Much of the country was virtually shut down after the government decreed three days of mourning and Bhutto's followers called for a general strike. In most cities and towns, streets were deserted and shops closed; people stayed home from schools and offices.
Pakistani television stations played endless footage of Bhutto, showing old photos of her as a teenager, a glamorous young woman, a dark-eyed mother cuddling her young children.
Banner headlines in many Pakistani newspapers were unabashedly emotional. "Cry the beloved country," read the headline in the English-language paper The News.
In Bhutto's remote home village of Naudero, tens of thousands of weeping, chanting mourners lined the route taken by an ambulance bearing her simple wooden casket. Her husband and three teenage children escorted the body to the family shrine for burial beside her father, Zulfikar Ali Bhutto, who was hanged nearly three decades ago by the military regime that had overthrown him.
Bhutto's death threw Pakistan's political world into chaos less than two weeks before parliamentary elections that were to have shown the West that this precarious country was moving toward democracy.
Yesterday, Prime Minister Mohammedmian Soomro said the government had no immediate plans to postpone the Jan. 8 elections, despite Bhutto's death and boycotts by other politicians. But he said the government was still consulting with political party leaders.
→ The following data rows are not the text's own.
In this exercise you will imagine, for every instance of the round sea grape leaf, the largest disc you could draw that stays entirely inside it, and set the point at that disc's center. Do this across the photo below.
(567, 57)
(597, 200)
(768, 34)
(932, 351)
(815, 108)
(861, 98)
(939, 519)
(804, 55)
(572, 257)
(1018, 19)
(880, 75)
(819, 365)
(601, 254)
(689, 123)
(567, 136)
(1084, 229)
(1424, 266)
The Bush administration has pushed for the elections as a way to signal that this vital US ally in the fight against terrorism was moving toward true democracy. In the hours after Bhutto's killing, the administration said the elections should go ahead as planned, but later there appeared to be some easing of that stance.
"We believe that if elections can proceed as scheduled, smoothly and safely, then we would certainly encourage that happening," US State Department spokesman Tom Casey said yesterday. "I think regardless of whether they happen on the eighth or some date shortly thereafter, what's important is that there is a certainty on the part of not only Pakistan's political leadership but the Pakistani people that there will be a date certain that they will be choosing their new government and new leadership."
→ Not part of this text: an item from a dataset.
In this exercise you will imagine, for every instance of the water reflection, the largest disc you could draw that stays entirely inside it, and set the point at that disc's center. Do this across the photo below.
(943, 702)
In addition to blaming Taliban leader Mahsud for Bhutto's death, Pakistan's Interior Ministry contradicted reports by witnesses and doctors that Bhutto had been shot and then cut down by a suicide bomber, saying she had been hit by neither bullets nor shrapnel.
"No bullets . . . were found in her body," Interior Ministry spokesman Javed Iqbal Cheema told journalists, saying she was fatally wounded when the percussion of the blast caused Bhutto, who had been standing up in her SUV to wave to supporters, to hit her head on the sunroof's handle.
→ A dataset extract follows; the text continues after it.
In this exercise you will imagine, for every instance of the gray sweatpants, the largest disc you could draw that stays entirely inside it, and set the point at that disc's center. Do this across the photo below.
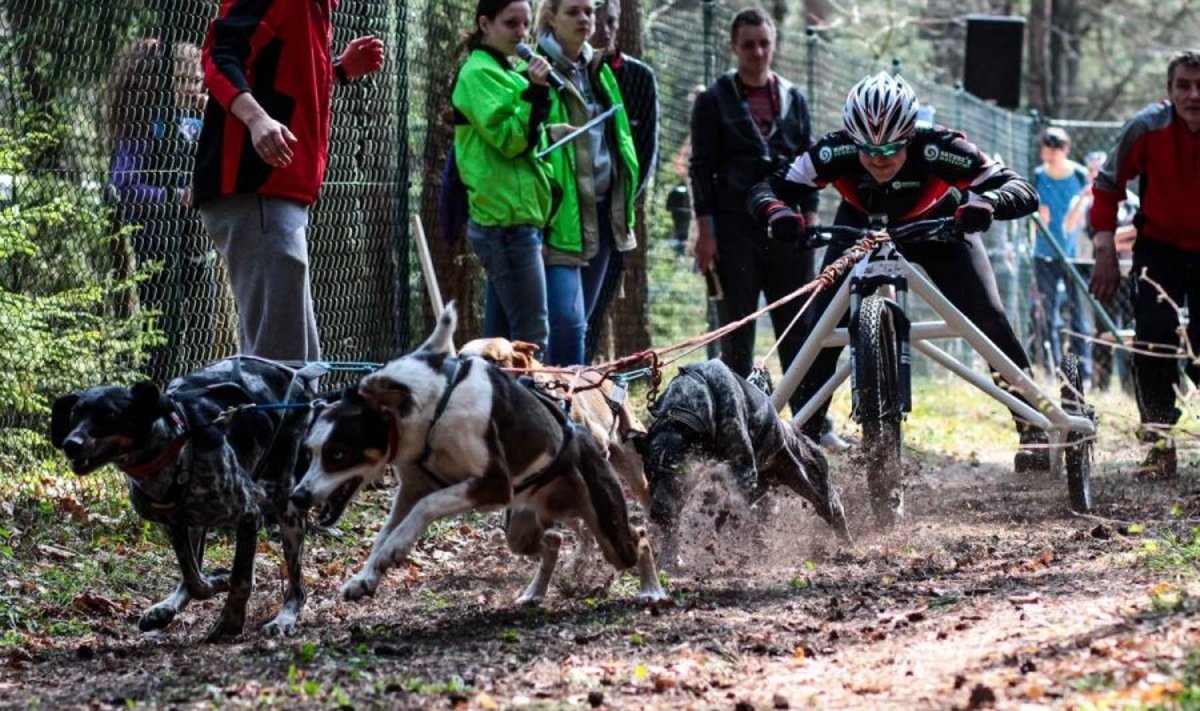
(264, 244)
Incredulous aides to Bhutto rejected the claim. "We all saw what happened to her," said one senior associate, who spoke on condition of anonymity. After the attack, witnesses described seeing a bloodied Bhutto.
Violence was concentrated in the cities of Hyderabad and Karachi, both located in Bhutto's home province of Sindh, where troops were sent into the streets after protesters furious over Bhutto's killing torched cars, buildings, railway cars, and fast-food restaurants. Unrest also hit Peshawar, the capital of the North-West Frontier Province bordering Afghanistan and a frequent flash point for fighting.
Government officials said "criminal elements" were taking advantage of the disorder and joining in the violence, looting shops and banks.
The Interior Ministry said the government accusation against militant leader Mahsud was based on an electronic intercept of an alleged telephone conversation between him and another person.
In the transcript released by the Interior Ministry, Mahsud is quoted as commenting on the "spectacular job" done by the attackers.
"They were very brave boys who killed her," the transcript quoted Mahsud as saying, without mentioning Bhutto by name. The government did not disclose how the transcript was obtained, or when and where the recording was made.